W Moskwie tworzony jest pułk najemników na wojnę na Ukrainie, który częściowo ma być finansowany z budżetu miasta - pisze niezależny portal Meduza. Przyjmowani są mężczyźni do 60. roku życia.
Meduza podaje, że osoby zajmujące się werbunkiem do tej grupy i należący do niej najemnicy mówią o sobie "pułk sobianinowski", od nazwiska mera Moskwy Siergieja Sobianina. Nabór rozpoczął się 1 lipca, a według portalu zapisują się do niego przede wszystkim mieszkańcy innych regionów Rosji.

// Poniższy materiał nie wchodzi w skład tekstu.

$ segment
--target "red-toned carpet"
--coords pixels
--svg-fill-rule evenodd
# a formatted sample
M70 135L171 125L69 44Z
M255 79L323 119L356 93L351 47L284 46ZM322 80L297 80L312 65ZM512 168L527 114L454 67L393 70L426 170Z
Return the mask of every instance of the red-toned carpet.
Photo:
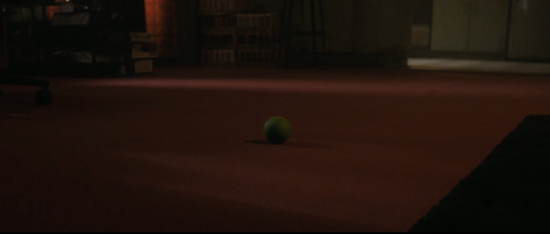
M550 77L160 69L3 87L2 231L404 231ZM264 121L293 127L265 143Z

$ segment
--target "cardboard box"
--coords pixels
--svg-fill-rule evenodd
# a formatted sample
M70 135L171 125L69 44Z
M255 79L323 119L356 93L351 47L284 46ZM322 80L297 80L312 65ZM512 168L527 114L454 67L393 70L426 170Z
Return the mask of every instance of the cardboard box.
M135 74L150 73L153 72L153 60L144 59L134 62ZM120 74L126 75L126 66L120 66Z

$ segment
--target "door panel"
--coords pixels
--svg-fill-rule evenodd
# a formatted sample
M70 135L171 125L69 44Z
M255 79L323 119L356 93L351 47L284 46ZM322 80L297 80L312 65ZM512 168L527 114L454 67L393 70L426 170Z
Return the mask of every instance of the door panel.
M434 0L431 48L464 52L468 48L471 0Z
M472 1L468 51L506 53L509 0Z
M513 0L508 58L550 62L550 1Z

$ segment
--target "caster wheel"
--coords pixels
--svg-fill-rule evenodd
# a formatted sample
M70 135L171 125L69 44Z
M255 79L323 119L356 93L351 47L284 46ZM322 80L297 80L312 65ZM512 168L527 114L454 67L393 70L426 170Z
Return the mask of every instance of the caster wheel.
M35 93L35 103L38 105L49 105L52 103L52 92L45 88Z

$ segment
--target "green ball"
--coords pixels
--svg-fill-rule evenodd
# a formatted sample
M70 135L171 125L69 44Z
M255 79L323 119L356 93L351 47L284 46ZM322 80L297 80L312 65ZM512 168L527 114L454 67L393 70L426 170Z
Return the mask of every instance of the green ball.
M282 117L272 117L263 125L263 135L270 142L282 144L290 136L290 124Z

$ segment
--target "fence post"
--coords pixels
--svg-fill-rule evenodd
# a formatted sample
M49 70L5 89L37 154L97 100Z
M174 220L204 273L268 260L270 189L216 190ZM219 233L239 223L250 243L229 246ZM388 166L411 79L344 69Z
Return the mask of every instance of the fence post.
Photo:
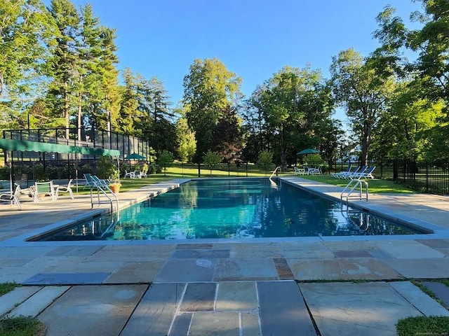
M426 192L429 192L429 162L426 161Z

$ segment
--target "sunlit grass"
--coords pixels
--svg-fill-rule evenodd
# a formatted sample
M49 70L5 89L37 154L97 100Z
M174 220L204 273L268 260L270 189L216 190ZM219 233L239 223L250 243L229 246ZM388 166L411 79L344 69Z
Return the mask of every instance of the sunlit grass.
M322 182L323 183L332 184L334 186L340 186L341 187L346 186L349 182L349 180L339 179L332 177L330 175L304 175L300 177L307 178L309 180ZM380 180L375 178L374 180L366 180L369 186L370 192L374 193L413 193L416 191L407 188L403 184L396 183L392 181Z
M201 167L199 172L198 166L192 164L175 164L167 167L165 174L149 174L144 178L121 178L122 184L121 191L128 191L139 188L154 184L159 182L168 181L173 178L227 178L227 177L269 177L272 172L263 172L257 166L254 164L243 164L239 167L235 165L227 167L226 164L220 164L218 168L212 170ZM294 176L291 171L280 172L277 174L280 176ZM348 180L335 178L329 174L323 175L301 175L299 177L307 178L323 183L332 184L344 187L349 182ZM392 181L374 179L368 180L370 192L374 193L413 193L416 191L407 188L403 184L396 183ZM79 188L79 193L87 194L88 189Z

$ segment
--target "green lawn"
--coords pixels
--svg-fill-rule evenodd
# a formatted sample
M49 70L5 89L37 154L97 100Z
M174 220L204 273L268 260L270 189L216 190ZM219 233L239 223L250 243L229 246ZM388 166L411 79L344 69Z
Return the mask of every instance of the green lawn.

Meduza pisze, że grupa "co najmniej częściowo" jest finansowana z budżetu miasta. Najemnikom obiecano wynagrodzenie przekraczające 200 tys. rubli miesięcznie (ponad 16 tys. złotych). Przez miesiąc będą oni przechodzić szkolenie na poligonie Mulino w obwodzie niżnonowogrodzkim, a następnie zostaną skierowani na Ukrainę.
Portal zaznacza, że Sobianin od początku wojny na Ukrainie prawie nie wypowiadał się na jej temat. Mer podpisał porozumienia o współpracy miasta z samozwańczymi Doniecką Republiką Ludową i Ługańską Republiką Ludową na wschodzie Ukrainy.